STF RE 1570209 AgR
CIVILDireito Tributário. Agravo Regimental no Recurso Extraordinário. Contratação temporária sem concurso público. Direito ao FGTS. Art. 19-a da Lei nº 8.036, de 1990. Tema nº 916 do ementário da Repercussão Geral. Impossibilidade de reexame de provas (enunciado nº 279 da Súmula do STF). Prescrição quinquenal. Harmonia com o Tema nº 1.189 do ementário da Repercussão Geral. Agravo regimental não provido.
I. Caso em exame
1. Agravo regimental interposto contra decisão monocrática pela qual se negou provimento a recurso extraordinário com agravo. A controvérsia central gira em torno do direito ao recebimento de verbas relativas ao Fundo de Garantia do Tempo de Serviço (FGTS) por ex-servidor temporário com contrato nulo, bem como a aplicação dos prazos prescricionais.
2. O agravante busca reformar o acórdão recorrido pelo qual o condenou ao depósito do FGTS, argumentando a incompatibilidade do FGTS com a aposentadoria pelo Regime Próprio da Previdência, a nulidade da contratação e a aplicação da prescrição bienal.
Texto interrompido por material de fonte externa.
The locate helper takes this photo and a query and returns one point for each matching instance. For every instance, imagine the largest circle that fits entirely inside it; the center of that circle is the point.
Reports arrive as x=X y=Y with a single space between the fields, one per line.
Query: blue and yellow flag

3. O juízo de primeiro grau julgou improcedente o pedido. O Tribunal de Justiça reformou a sentença para condenar o Estado do Acre ao depósito do FGTS, afastando a prescrição bienal e a alegação de incompatibilidade, com base na jurisprudência do Supremo Tribunal Federal sobre contratos nulos e no Tema RG nº 916. A Corte de origem também afastou a alegação de prescrição bienal do FGTS por entender que o prazo quinquenal era aplicável e que a ação havia sido ajuizada em tempo hábil.
II. Questão em discussão
4. Há duas questões em discussão: (i) saber se a divergência do acórdão recorrido em relação à nulidade do contrato temporário e ao direito ao FGTS demanda reexame de fatos e provas, inviabilizando o recurso extraordinário (enunciado nº 279 da Súmula do STF); e (ii) estabelecer se o prazo prescricional aplicável à cobrança de FGTS em contratos temporários nulos é o quinquenal, conforme o Tema RG nº 1.189, afastando-se a prescrição bienal.
III. Razões de decidir
5. No agravo regimental não se apresentaram novos argumentos capazes de infirmar a decisão agravada.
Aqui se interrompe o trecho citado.